I asked Ifill and the NewsHour for a response and explanation. She explained, in an email to me and in a tweet to many others, that she was “RT'ing a @TheIranDeal tweet,” and added that she “should have been clearer that it was their argument, not mine.”

One would have to lean way over backwards to give her the benefit of the doubt that she was simply shedding light on the administration’s view of portions of Netanyahu’s arguments. But to personalize it by saying, “Take that, Bibi” is, in my book, inexcusable for an experienced journalist who is the co-anchor of a nightly news program watched by millions of people over the course of any week.
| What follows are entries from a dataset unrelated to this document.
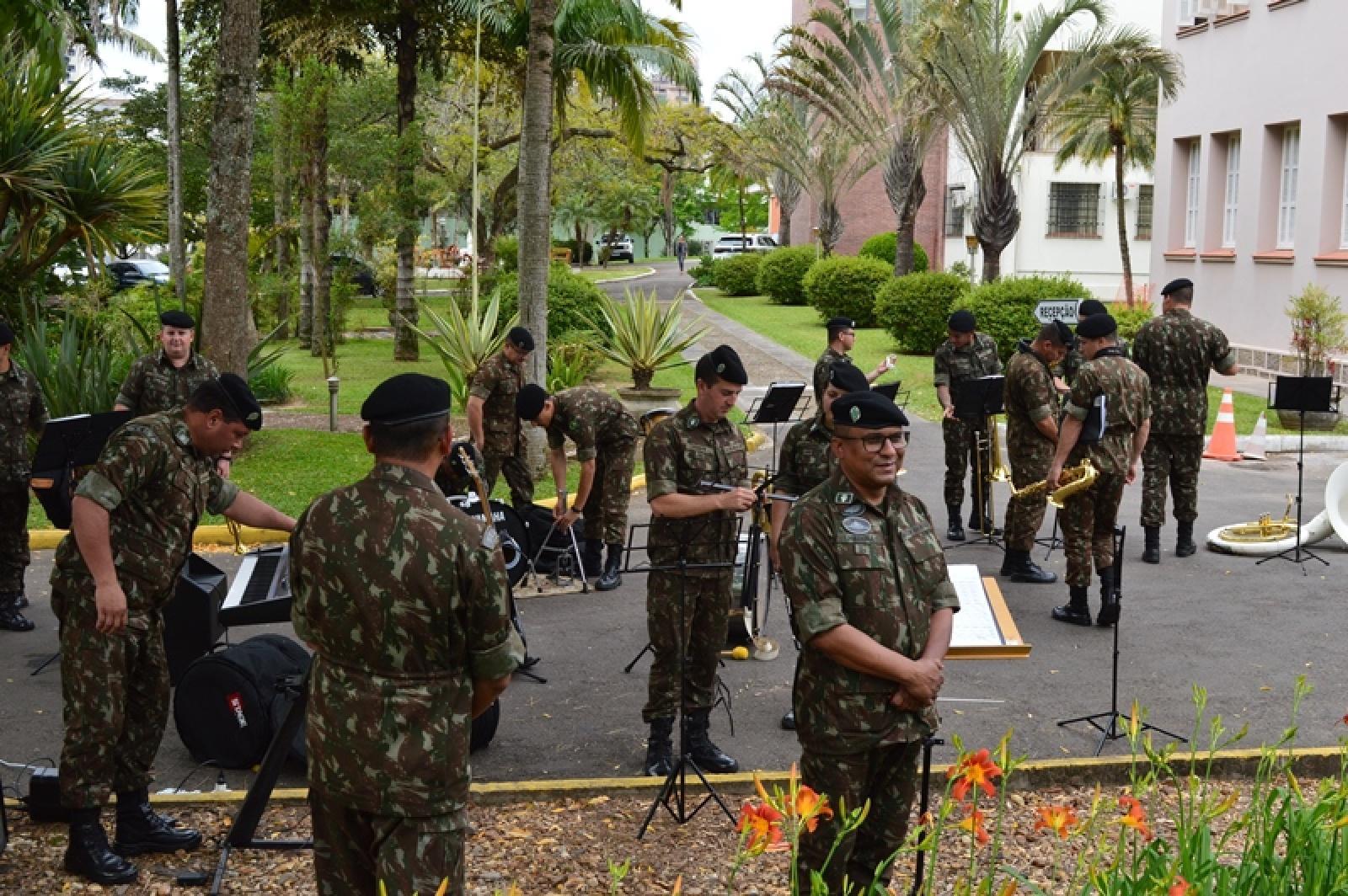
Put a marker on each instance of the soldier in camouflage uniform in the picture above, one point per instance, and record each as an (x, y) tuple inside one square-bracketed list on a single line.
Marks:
[(1031, 410), (134, 516), (967, 355), (606, 446), (404, 601), (692, 523), (873, 603), (22, 413), (842, 339), (1089, 516), (492, 421), (1177, 350)]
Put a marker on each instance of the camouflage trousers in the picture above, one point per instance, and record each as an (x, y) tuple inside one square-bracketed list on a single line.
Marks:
[(1089, 520), (959, 458), (514, 465), (1177, 458), (115, 704), (13, 538), (606, 511), (356, 851), (889, 778), (1024, 519), (707, 608)]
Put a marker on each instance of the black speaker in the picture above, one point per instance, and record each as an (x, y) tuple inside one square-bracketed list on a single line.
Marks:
[(192, 616)]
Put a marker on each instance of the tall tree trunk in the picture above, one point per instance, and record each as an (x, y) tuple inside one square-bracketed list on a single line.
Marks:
[(536, 208), (1123, 222), (226, 305), (404, 175), (177, 251)]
Newsbusters’ Scott Whitlock added that Ifill has yet to deliver an apology for the social media foul-up, and appears to have doubled down hours later. The media watchdog has also cataloged the media’s cheerleader role in praising the Iran deal, despite opposition from the vast majority of the American public, the national security community, and anyone who knows 2+2=4. Getler also mentioned in his post that this isn’t the first time Ifill has made mistakes on social media.

In 2012, then-Yahoo! News political director David Chalian had a hot-mic moment that got him fired from the organization. At the time, Hurricane Isaac was heading towards the Gulf States. The Republican National Convention was being held in Tampa. During a break in an ABC News/Yahoo! News webcast, he said, "They're not concerned at all. They're happy to have a party with black people drowning.” Politico’s (who is now heading to CNN) Dylan Byers said Chalian was referring to RNC officials. Newsbusters, who first obtained audio of the remarks, said it was in reference to the Romneys.


Regardless, Chalian apologized, but was later fired from Yahoo! News. Nevertheless, Ifill tweeted "One mistake does not change this. DavidChalian is God's gift to political journalism. #IStandwithDavid." Getler wrote, “I can understand Ifill's wanting to go to bat for a friend and colleague but my personal view is that this was a big mistake on her part, feeding, unnecessarily, a conviction among many critics and reflecting poorly on PBS.”